15 of 16 people found the following review helpful:
5.0 out of 5 stars
The Eyes of Francie Brady,
By sweetmolly (RICHMOND, VA USA) - See all my reviews
This review is from: The Butcher Boy (Paperback)
Francie Brady is mad, first a little, then a lot, and he is taking you with him. The claustrophobic narrative (you can't for a moment get away from Francie) creates pity, terror and exasperated laughter in the reader.Francie, the only child of a mean-drunk father and a slovenly, barely sane mother keeps his sanity by his all-encompassing friendship with Joe Mullen.
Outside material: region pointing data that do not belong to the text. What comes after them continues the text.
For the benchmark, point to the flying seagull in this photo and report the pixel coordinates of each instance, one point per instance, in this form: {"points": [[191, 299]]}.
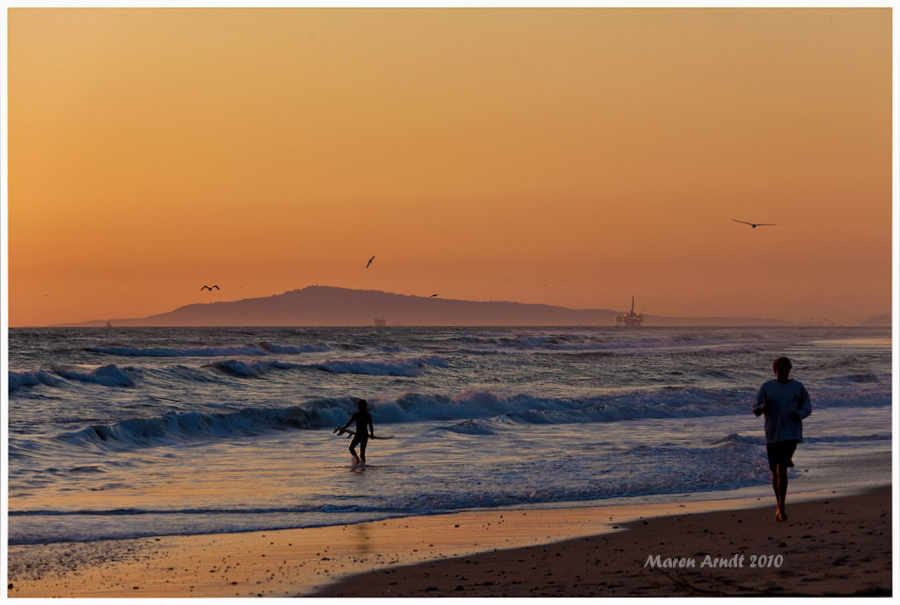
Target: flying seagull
{"points": [[755, 225]]}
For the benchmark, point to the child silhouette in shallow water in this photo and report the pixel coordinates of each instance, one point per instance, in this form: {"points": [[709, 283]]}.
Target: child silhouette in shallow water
{"points": [[364, 428]]}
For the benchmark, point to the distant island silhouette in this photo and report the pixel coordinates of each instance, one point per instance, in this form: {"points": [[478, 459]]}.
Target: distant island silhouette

He and Joe "mess around," do all the boyish things and bond as blood brothers. But as Francie's oddities increase, Joe pulls away from him. Francie shatters. From the very beginning, there is a tethered violence in Francie; as he descends into madness, his terrifying ferocity is unleashed. Mr. McCabe plays with us readers very well by putting us in Francie's lightning-quick mind and never letting us out. Francie is exhausting, humorous and the most Attention Deficient child you will ever meet. I felt a terrible sorrow for Francie, so much so I wanted to command events. I wanted to say "Not. One. More. Bad. Thing!" The child has had enough horrible things happen to him! But Mr. McCabe had his own story to tell. A gripping, marvelous, draining, exhilarating, tale. I'll never forget Francie!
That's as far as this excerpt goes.